Lektura kolejnej części przygód Wilczusia zjeży włosy na głowie czytelników od lat 4 do 100 – gęsią skórkę będą mieli nawet najodważniejsi fani naszego bohatera. Musi się on zmierzyć nie tylko z własnym strachem, ale i duchem Stryjca-Złyjca. Wszystkie swoje perypetie relacjonuje w listach do mamy i taty. Dowiadujemy się z nich, że Profesor Małowilk-Strasznowilk i Doktor Wyjak otworzyli Najlepszą Uczelnię dla Dzikozwierzy i właśnie szukają odważnych, którzy chcieliby się do niej zapisać. Czy pokonają przeszkody piętrzące się na ich drodze?
Pełna humoru książka pomaga oswoić lęki, przełamać strach. Wilczek jest po prostu niesfornym dzieckiem, które walczy ze swoimi słabościami, jak nieśmiałość i uległość. Musi przeciwstawić się starszym i silniejszym. Nieustraszenie broni Braciszka Brudnopyszczka, który – jak to dziecko – pochlipuje, że tęskni za mamą. Wilczuś uczy się odpowiedzialności za niego i zdobywa nowe umiejętności.

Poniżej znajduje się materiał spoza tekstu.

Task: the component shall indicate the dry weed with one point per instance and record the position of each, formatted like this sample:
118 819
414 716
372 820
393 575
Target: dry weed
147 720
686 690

Rozbrykana opowieść i zawadiackie ilustracje niosą wartości prawdziwie ogólnowilcze. Wilk, żeby był dobry, musi być zły. Mały Wilczek kroczy więc ścieżką tej mądrości, a jego zmagania ze straszliwym duchem Stryjca-Złyjca są dla czytelnika najlepszą szkołą Niczego-Się-Nie-Bania - tak o „Małego Wilczka Szkole Strachów” mówią Ewa i Paweł Pawlakowie, utytułowani twórcy dla dzieci.